I began to appreciate moments on the road that you don’t get in a big city. Like looking up at the sky in east Texas where large, heavy clouds and a wide grey expanse trick you into thinking you’re on the brink of a tornado—but the storm never fully forms. Or eating a greasy spoon breakfast of bacon and grits in the South while Kai coloured on the paper placemats with crayons. Or finding great antiques at a thrift shop in the Pacific Northwest. Every Sunday night, I’d get a rush as I packed up the trailer and got ready to head somewhere new.

The 2003 Ford pickup and trailer the author and her husband bought from a Russian tightrope-walking family

About 150 people travelled with the circus. There were also camels and elephants, and dogs who could walk on their front legs. We befriended a death-defying family who rode motorcycles in a giant steel globe. On our off nights, we had makeshift tailgate parties we called “lot hangs.” Sometimes, we projected movies or pro wrestling tournaments onto a screen. All the trailer folk would bring out folding chairs and watch together. Ben and I would host craft beer tastings with six-packs we bought at breweries on the road. We had crawfish boils and barbecues and punch parties, where everyone would bring homemade punch. It was like having a huge extended family just next door.

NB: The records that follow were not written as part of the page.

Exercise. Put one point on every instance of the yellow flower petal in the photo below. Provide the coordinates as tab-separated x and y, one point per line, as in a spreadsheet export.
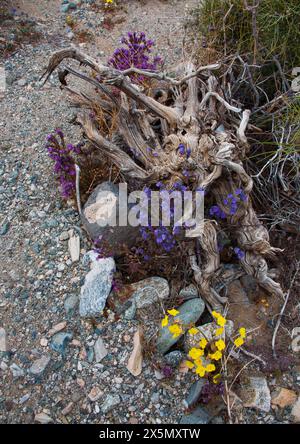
165	321
189	364
220	344
176	330
219	331
238	342
210	368
203	343
215	314
173	312
221	321
215	356
200	371
216	378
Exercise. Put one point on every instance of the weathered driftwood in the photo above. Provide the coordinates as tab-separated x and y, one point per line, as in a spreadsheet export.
188	109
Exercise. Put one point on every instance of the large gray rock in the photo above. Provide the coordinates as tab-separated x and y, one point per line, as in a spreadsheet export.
139	295
101	211
189	313
97	287
256	394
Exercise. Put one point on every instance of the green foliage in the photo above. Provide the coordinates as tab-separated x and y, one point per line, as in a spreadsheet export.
229	25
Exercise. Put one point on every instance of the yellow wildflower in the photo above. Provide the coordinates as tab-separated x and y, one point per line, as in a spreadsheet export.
173	312
203	343
220	344
216	356
189	364
210	368
216	378
238	342
198	362
176	330
221	321
195	353
165	321
242	331
219	331
200	371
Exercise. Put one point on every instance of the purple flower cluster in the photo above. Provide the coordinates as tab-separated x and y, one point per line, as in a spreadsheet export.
164	237
64	164
134	54
184	151
231	202
239	253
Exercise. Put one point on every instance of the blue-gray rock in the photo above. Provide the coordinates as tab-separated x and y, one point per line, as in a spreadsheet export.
100	350
189	313
198	416
140	294
71	303
17	371
101	218
189	292
60	341
110	402
174	358
4	229
194	393
40	365
129	314
97	287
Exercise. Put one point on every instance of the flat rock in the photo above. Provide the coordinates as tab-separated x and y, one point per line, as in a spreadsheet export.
17	371
150	290
43	418
194	393
97	287
100	350
256	394
40	365
71	303
3	340
174	358
198	416
189	292
60	341
189	313
56	328
283	397
138	295
110	402
295	413
134	365
101	218
74	246
206	331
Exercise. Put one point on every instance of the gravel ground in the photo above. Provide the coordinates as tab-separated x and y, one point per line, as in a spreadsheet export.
40	283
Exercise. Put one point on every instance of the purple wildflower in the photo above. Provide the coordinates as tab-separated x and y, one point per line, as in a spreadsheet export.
239	253
135	54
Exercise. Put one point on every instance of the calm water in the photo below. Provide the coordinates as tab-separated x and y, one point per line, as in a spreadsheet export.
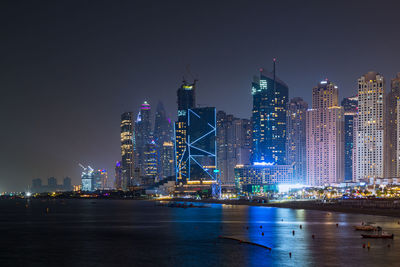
139	233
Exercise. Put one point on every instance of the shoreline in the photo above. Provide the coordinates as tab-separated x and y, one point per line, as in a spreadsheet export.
306	205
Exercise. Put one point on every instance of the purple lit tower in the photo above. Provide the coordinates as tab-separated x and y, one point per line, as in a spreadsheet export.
325	136
143	136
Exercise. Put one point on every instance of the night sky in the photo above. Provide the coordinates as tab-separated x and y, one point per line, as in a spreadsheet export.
69	69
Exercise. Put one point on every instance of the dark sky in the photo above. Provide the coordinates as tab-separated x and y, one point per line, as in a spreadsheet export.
70	68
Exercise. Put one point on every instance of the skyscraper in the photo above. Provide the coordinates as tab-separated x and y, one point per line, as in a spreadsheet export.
127	149
186	97
196	157
233	145
350	106
99	179
370	131
118	176
143	135
325	139
391	158
163	132
87	183
150	162
296	138
270	97
167	160
67	186
186	100
398	137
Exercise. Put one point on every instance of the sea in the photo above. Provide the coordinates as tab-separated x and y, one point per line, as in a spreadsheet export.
90	232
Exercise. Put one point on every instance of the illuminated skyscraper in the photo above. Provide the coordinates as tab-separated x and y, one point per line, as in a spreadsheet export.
296	138
391	149
195	154
398	138
233	145
370	131
186	99
150	161
325	138
87	179
270	97
167	159
118	176
100	179
143	135
350	106
163	133
127	149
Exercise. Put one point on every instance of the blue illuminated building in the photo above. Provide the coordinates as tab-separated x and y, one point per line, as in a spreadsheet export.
195	147
350	106
270	98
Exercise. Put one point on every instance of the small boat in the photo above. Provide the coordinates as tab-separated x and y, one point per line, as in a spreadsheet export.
378	235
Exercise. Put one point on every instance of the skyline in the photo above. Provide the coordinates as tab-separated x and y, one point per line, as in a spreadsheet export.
81	118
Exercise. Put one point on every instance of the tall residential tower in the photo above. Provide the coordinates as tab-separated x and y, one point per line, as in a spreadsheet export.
370	130
391	149
127	150
325	139
296	138
270	97
350	106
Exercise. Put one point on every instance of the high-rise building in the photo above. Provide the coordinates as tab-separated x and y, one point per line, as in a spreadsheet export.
127	149
350	107
37	185
99	179
52	184
296	138
167	160
325	138
143	135
67	185
370	130
391	158
195	153
270	97
163	134
186	99
398	137
87	183
150	161
233	145
118	176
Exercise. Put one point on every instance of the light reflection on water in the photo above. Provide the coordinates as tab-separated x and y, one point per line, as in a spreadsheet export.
111	233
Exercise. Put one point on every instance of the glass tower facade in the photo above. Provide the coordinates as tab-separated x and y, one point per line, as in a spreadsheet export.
195	146
270	97
350	106
127	150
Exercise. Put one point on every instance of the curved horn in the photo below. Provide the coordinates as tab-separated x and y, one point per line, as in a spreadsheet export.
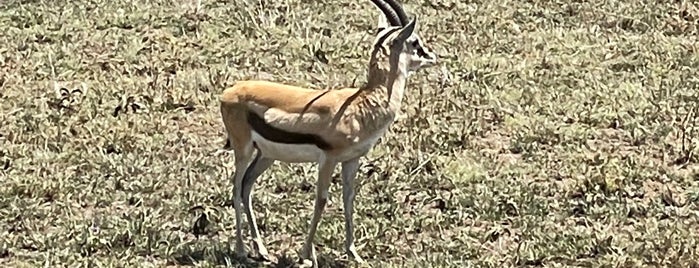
398	8
390	13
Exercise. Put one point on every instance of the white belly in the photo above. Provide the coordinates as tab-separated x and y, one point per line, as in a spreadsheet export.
287	152
309	152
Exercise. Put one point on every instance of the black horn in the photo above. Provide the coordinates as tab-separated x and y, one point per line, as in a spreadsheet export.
398	8
390	13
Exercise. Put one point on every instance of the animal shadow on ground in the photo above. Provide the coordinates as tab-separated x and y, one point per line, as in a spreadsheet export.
223	255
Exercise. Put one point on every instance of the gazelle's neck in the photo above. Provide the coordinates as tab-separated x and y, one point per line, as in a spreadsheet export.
390	85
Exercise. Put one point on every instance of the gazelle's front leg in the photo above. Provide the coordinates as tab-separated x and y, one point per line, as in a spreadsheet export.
349	172
256	168
325	170
243	156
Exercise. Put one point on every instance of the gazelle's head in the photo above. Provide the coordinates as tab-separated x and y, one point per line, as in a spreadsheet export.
397	44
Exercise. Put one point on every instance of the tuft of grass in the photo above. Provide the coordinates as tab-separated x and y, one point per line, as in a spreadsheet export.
551	134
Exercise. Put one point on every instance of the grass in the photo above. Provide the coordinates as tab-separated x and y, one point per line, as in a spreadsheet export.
558	134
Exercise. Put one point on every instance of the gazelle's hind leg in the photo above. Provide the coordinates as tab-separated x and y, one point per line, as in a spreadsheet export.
325	170
256	168
349	173
243	156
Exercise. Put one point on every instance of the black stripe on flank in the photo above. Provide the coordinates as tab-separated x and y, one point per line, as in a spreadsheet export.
383	37
282	136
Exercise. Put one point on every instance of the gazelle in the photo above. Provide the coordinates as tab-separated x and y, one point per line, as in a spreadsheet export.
278	122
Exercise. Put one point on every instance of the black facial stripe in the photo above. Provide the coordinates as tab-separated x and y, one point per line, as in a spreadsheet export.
421	52
282	136
383	37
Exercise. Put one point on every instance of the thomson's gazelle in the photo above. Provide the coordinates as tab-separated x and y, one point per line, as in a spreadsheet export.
267	121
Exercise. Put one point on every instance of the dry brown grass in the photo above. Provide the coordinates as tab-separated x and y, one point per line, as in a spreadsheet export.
552	133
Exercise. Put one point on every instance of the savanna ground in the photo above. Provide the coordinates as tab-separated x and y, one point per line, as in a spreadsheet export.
551	133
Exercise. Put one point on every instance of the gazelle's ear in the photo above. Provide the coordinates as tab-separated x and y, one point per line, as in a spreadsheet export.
382	24
406	31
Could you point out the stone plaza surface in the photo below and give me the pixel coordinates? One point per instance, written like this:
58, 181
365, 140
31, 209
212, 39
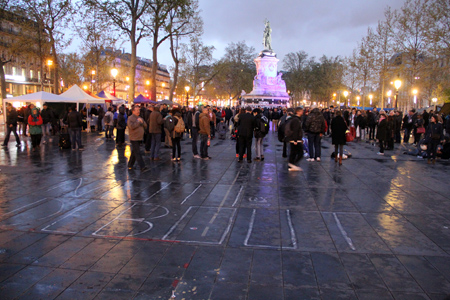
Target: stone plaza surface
79, 225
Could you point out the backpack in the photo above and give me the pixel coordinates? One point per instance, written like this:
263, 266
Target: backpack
264, 125
107, 119
180, 127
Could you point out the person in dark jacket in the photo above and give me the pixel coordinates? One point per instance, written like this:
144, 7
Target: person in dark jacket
338, 139
315, 127
74, 122
294, 135
382, 131
246, 125
47, 121
11, 125
434, 135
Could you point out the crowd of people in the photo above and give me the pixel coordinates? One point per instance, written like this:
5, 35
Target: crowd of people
300, 130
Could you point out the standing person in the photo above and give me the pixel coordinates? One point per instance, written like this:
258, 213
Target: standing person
315, 128
109, 123
136, 127
246, 125
47, 121
338, 129
101, 114
11, 125
176, 134
205, 133
35, 122
261, 129
433, 136
194, 131
382, 131
360, 124
121, 126
74, 122
155, 122
294, 135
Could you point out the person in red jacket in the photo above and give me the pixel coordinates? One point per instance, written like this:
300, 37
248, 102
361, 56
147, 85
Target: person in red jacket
35, 122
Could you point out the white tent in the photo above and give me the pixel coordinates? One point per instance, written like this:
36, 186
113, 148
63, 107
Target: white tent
80, 96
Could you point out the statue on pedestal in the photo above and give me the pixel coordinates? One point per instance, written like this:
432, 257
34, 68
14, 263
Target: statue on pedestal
267, 36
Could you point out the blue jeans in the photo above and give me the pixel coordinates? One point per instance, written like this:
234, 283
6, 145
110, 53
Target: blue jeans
194, 133
155, 145
314, 145
75, 137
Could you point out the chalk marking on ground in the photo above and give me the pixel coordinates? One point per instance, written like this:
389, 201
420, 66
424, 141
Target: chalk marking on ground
344, 233
185, 199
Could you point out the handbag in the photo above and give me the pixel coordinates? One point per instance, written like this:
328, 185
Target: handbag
420, 130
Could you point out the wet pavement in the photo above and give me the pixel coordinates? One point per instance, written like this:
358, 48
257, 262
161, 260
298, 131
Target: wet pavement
79, 225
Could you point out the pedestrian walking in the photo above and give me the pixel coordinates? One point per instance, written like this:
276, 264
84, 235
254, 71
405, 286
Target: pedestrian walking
11, 125
294, 135
136, 126
338, 139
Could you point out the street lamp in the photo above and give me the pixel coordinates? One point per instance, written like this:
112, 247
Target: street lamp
49, 64
187, 88
114, 73
415, 97
92, 81
397, 84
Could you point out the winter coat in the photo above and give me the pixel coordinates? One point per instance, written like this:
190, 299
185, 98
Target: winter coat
338, 129
315, 123
155, 122
74, 120
382, 131
246, 125
293, 130
205, 126
35, 122
136, 128
11, 117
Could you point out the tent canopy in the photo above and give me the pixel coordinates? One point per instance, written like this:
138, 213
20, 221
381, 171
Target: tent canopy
41, 97
78, 95
142, 99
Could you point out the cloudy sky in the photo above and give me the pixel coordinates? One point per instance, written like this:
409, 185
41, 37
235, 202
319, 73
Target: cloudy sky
320, 27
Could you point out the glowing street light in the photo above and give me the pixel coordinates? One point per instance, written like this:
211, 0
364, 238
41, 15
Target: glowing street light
187, 88
114, 73
397, 84
415, 91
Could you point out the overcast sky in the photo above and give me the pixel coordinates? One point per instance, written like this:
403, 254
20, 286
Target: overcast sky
321, 27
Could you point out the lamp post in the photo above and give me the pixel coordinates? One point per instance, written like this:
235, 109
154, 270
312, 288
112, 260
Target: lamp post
397, 84
187, 88
114, 73
415, 98
92, 81
389, 94
49, 64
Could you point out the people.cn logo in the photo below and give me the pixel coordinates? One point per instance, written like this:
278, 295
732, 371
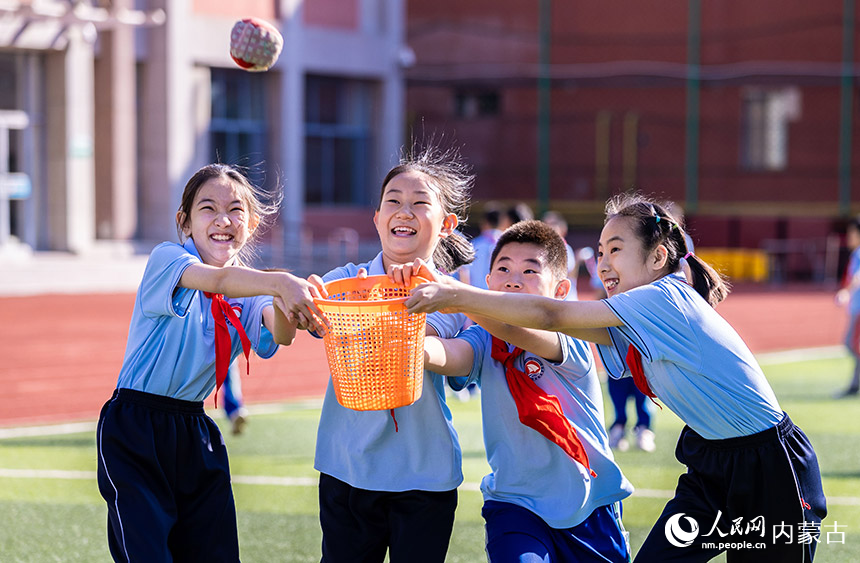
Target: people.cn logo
677, 535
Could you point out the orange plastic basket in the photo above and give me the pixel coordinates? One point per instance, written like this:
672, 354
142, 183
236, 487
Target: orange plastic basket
375, 348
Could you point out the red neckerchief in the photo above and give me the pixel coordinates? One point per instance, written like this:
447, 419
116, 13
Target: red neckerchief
222, 312
634, 362
536, 408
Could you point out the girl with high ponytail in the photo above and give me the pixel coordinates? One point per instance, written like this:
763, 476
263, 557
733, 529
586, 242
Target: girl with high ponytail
746, 460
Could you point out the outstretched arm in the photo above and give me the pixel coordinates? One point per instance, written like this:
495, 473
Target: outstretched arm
283, 330
448, 356
293, 295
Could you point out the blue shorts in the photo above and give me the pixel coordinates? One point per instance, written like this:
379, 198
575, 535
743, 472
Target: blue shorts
360, 526
518, 535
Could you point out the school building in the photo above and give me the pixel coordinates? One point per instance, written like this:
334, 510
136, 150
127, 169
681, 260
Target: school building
107, 107
744, 113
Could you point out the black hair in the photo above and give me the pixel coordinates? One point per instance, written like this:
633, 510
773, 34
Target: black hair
542, 235
453, 182
492, 214
654, 225
262, 205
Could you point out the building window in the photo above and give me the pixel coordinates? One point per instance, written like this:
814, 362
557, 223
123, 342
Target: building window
338, 140
469, 104
237, 130
764, 127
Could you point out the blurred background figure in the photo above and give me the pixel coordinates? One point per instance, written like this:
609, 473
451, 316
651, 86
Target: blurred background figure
231, 396
557, 221
849, 294
517, 212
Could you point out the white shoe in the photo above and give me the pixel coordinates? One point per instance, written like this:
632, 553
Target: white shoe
617, 440
644, 439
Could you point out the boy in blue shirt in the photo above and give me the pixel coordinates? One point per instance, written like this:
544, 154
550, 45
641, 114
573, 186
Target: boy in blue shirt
542, 498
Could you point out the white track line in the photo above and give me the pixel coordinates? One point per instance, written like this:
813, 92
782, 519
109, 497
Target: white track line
274, 481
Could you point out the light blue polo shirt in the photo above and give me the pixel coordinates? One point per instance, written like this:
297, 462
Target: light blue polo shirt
528, 470
361, 448
694, 361
171, 338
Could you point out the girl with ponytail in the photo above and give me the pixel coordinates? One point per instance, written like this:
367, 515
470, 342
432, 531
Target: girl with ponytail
746, 460
388, 480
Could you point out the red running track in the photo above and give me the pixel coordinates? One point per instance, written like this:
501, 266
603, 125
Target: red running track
60, 354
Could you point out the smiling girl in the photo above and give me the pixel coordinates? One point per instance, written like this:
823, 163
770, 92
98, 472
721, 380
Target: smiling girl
388, 480
162, 462
749, 468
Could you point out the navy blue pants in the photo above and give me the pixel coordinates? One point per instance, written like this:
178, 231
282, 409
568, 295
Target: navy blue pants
517, 535
360, 525
757, 489
164, 474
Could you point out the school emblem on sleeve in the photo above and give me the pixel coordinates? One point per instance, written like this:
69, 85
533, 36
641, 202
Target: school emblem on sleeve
237, 309
534, 369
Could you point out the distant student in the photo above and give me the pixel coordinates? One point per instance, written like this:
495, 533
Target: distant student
162, 463
388, 480
234, 404
746, 460
849, 294
484, 243
517, 212
542, 413
557, 221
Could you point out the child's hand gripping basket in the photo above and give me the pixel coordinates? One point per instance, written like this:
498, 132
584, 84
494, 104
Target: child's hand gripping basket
375, 348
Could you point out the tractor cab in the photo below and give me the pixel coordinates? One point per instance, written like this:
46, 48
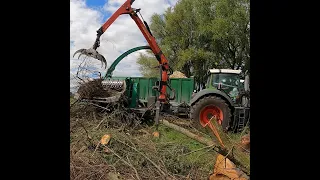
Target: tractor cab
226, 80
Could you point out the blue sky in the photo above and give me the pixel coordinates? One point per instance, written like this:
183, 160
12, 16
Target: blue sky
98, 4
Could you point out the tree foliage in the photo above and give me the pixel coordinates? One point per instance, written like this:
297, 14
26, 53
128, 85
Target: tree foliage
198, 35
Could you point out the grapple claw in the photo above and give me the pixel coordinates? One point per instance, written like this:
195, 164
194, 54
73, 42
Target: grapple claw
92, 53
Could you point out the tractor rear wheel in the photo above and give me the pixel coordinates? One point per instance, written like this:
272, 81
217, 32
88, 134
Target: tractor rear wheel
207, 107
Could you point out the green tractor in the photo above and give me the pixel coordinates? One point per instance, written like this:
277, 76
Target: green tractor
226, 97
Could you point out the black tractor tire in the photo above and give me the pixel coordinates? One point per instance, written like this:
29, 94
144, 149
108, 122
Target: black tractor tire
207, 101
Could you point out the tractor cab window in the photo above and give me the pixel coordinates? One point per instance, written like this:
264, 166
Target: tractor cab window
229, 83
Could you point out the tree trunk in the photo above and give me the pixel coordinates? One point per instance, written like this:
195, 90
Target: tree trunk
208, 142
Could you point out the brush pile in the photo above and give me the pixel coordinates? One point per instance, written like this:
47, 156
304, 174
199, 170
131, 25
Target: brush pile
131, 153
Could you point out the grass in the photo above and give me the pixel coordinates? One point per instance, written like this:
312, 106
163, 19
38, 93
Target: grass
176, 153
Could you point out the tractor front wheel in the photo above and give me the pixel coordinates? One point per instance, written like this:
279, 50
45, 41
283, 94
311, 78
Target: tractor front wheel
207, 107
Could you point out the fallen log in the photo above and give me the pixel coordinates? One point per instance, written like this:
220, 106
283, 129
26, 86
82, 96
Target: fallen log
223, 151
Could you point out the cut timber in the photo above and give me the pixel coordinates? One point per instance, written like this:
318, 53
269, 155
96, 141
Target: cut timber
205, 141
224, 168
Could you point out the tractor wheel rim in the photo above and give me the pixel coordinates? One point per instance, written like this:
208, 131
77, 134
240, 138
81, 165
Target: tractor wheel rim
208, 112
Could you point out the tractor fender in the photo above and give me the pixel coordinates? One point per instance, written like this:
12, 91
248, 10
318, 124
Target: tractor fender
206, 92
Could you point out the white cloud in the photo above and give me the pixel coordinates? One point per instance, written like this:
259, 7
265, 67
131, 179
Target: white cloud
121, 36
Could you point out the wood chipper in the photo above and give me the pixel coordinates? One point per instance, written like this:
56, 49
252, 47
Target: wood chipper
224, 97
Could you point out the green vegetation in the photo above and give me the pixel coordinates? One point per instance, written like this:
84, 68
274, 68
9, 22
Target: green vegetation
202, 34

In August 2012, I ended my maternity leave. We needed my salary, so I came back to Toronto to work. Ben stayed with the circus, and we decided that Kai would remain on the road with him. It made sense for us: I would be working 60 hours a week, and the circus offered free child care.

Back in Toronto, I moved into an apartment at Yonge and Eglinton. I was happy to be back at work. I loved my job, I loved making my own money, and I loved being in charge of my own life again. But I missed my family terribly. I saw them as often as possible: we settled into a routine where I’d stay in Toronto for six weeks, then spend two weeks with Ben and Kai, working remotely.

In 2015, after four years on the road, the adventure ended. Ben’s show closed, and we moved to Houston, where I now work as the executive director of the CarSharing Association. Ben got a job teaching trumpet in high schools around the city. We put the RV in storage nearby, still fully furnished, and I visited it every few days for weeks. Kai, who was four, would play with his toys, and I’d stare wistfully at the art that a circus elephant named Asia had painted on the wall using her trunk.

Even now, a year later, a part of me still longs for life on the road. When I’m stationary, I’m a cog in the machine of society. When we travelled, I was a tiny, fluttering piece of the universe. I wouldn’t trade that experience for anything.